By Dan Meyers
(May 2, 2011) Maybe it was the fishhook stuck in a child’s finger.
Or the two victims of rattlesnake bites who came in within 24 hours.
Or the cactus needle stuck in a gardener’s tongue.
Whatever it was, third-year University of Colorado medical student Asa Ware knew he was in the right place—that place being Wray, Colo., near the border with Nebraska and Kansas. Ware was there as part of his training in the CU School of Medicine’s Rural Track.
The Rural Track is part of a push CU’s medical school and other health care programs are making to support rural health care. There are more than 13,000 doctors in Colorado. But 16 counties, all rural, have three or fewer, according to data from the Colorado Health Institute. Bent and Washington counties have none.
Ware grew up in Wray. He already was keen on rural medicine and his four weeks back home last summer "really cemented it. It reassured me that is something I’m really interested in."
By the third year of the medical school program, CU med school students serve in rural towns for up to three months.
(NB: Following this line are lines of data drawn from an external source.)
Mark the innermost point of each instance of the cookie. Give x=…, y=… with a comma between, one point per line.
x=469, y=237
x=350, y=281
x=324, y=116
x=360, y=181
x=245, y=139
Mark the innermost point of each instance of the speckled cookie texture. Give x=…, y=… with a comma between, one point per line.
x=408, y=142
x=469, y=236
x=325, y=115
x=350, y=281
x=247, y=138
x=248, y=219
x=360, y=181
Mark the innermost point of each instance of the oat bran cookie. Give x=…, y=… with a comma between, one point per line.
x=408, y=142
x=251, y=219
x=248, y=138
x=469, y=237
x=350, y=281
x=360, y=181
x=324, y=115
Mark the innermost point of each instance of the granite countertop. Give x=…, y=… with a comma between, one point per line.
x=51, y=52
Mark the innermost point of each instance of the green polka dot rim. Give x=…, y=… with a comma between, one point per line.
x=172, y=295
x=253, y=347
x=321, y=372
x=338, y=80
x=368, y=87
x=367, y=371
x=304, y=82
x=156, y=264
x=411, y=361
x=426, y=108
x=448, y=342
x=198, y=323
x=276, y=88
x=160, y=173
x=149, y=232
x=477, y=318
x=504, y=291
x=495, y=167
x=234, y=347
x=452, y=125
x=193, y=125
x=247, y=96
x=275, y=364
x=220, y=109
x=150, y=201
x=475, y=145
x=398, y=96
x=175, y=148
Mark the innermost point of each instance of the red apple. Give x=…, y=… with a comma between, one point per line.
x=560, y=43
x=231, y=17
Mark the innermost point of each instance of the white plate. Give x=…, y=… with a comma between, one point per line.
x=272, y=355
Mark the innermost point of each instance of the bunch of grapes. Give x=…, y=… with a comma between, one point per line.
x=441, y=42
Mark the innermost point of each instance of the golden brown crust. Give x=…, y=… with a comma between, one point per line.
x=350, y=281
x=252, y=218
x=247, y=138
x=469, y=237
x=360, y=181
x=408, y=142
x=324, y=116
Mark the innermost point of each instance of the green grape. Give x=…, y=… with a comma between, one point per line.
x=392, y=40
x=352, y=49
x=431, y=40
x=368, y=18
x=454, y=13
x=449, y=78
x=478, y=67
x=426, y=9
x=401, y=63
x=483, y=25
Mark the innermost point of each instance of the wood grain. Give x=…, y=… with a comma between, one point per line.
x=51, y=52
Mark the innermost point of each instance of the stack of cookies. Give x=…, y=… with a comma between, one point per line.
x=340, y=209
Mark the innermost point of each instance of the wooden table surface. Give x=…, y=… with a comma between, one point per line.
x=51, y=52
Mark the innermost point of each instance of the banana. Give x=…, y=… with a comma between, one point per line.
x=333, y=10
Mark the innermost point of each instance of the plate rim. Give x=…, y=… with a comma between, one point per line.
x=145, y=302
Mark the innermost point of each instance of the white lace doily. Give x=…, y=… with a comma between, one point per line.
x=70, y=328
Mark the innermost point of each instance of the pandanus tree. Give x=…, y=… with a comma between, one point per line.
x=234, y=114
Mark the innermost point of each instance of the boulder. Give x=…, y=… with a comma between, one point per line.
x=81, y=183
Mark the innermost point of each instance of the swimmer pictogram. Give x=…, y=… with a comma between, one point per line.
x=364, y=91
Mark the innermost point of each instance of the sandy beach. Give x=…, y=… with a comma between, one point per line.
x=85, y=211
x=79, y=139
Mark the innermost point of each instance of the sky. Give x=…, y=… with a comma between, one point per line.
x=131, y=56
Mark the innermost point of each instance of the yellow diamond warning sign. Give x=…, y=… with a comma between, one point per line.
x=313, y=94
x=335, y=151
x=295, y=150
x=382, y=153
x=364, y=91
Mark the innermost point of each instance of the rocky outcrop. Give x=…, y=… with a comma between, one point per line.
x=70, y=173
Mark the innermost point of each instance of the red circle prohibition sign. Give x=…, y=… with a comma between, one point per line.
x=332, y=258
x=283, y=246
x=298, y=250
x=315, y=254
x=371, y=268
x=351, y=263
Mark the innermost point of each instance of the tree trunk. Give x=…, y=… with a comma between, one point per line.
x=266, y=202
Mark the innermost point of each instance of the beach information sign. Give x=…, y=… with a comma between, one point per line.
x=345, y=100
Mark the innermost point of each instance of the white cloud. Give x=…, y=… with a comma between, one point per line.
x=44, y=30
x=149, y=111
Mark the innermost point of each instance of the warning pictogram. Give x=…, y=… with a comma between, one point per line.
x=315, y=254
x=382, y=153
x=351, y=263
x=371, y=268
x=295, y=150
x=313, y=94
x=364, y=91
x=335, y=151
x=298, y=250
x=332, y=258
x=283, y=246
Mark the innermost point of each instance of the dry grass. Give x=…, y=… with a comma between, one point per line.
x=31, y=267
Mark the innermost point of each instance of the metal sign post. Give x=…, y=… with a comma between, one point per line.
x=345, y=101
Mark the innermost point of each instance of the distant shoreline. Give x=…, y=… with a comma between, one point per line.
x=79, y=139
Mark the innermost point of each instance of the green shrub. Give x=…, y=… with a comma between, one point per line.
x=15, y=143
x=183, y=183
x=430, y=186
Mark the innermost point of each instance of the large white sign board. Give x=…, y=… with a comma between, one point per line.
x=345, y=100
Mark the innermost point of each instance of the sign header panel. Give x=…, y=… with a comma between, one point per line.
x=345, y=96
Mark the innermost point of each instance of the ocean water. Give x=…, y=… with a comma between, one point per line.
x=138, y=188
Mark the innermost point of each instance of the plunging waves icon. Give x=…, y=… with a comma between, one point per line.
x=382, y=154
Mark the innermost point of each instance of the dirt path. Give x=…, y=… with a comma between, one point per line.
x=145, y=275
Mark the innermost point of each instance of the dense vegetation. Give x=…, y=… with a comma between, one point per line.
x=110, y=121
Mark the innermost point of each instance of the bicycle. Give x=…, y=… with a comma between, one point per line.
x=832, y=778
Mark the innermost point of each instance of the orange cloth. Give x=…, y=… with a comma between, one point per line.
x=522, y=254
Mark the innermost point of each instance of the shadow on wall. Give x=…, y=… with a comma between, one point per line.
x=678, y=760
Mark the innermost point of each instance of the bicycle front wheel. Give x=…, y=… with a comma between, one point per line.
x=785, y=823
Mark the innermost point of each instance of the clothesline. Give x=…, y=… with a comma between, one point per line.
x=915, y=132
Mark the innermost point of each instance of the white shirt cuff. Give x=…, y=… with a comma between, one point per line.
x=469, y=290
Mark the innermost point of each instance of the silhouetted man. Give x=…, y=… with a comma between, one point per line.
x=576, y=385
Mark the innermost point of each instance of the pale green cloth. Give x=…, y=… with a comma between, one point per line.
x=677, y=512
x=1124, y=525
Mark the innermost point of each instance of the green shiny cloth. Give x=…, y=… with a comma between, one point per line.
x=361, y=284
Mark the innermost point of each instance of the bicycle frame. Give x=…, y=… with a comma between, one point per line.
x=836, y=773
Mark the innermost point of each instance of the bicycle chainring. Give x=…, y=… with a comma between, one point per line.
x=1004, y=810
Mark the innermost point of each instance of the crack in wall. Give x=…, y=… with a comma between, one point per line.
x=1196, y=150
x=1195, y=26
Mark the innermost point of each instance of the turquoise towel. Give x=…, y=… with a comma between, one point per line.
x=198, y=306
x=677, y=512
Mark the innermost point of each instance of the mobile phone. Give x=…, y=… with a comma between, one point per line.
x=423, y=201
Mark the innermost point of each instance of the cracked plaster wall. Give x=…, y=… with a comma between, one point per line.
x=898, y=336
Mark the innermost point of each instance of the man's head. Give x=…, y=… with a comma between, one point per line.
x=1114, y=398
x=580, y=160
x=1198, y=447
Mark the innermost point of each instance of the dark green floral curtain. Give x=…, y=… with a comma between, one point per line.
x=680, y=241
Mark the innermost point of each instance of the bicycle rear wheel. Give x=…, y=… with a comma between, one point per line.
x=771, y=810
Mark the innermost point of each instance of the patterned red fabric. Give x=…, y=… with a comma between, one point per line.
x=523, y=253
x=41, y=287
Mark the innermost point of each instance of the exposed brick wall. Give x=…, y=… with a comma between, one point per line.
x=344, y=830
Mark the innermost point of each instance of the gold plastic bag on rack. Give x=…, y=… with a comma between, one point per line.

Of the first Rural Track class, which graduated last year, more than half stayed in the state for further training.
"In rural medicine, you will be truly needed and appreciated," says Mark Deutchman, MD, who practiced for a dozen years in White Salmon, Wash., and now heads the Rural Track. "You can have a rich, varied, rewarding professional and personal lifestyle."
Second-year medical student Jason Yost, who grew up on a farm outside Montezuma, Kan., says the variety of experience a rural doctor gets is key for him.
"I love the scope," says Yost, who trained for a month in Cortez last summer and helped deliver a baby on his second day. "I’m a generalist. I like having my hand in a bit of everything, knowing how to treat the whole person."
Camille Allison, also a second-year medical student, recalls the guy with a deep cat bite who came into the offices where Allison was
working in Calhan, on the plains east of Colorado Springs. The cat had been caught in barbed wire. The patient decided to rescue it. Without gloves. Chomp.
"I saw a large variety of cases," Allison says with some understatement.
For many students, a rural community also is just a nice place to be.
"The people, the community," says Allison, who grew up near Calhan, when asked what appeals to her about rural medicine. "That’s the kind of place where I grew up. I love the people out there."
CU also offers the Interdisciplinary Rural Immersion week that includes students from the MD, Physician Assistant, Pharmacy, Nursing, Public Health
State funding for CU’s medical school has dropped by about half in the last nine years. In per-student support among public medical schools, CU is third from the bottom nationally. Partly as a result, CU’s medical students typically graduate with six-figure debt that’s higher than the national average. Rural medicine might not be a pathway to riches, even though the cost of living in rural areas is relatively low.
Yost, the student from Kansas, says rural medicine still is appealing.
"I’m not a materialistic person," says Yost, who farmed his own spread before deciding at age 23 to go to college. "My idea was, ‘How can I use the skills I have to help the most people?’ It was either teaching or medicine. I chose medicine."
For students such as Ware, roots are important.
"Wray is always in the back of my mind," says Ware. "It’s a community that has given so much to me. I would love to give back in return."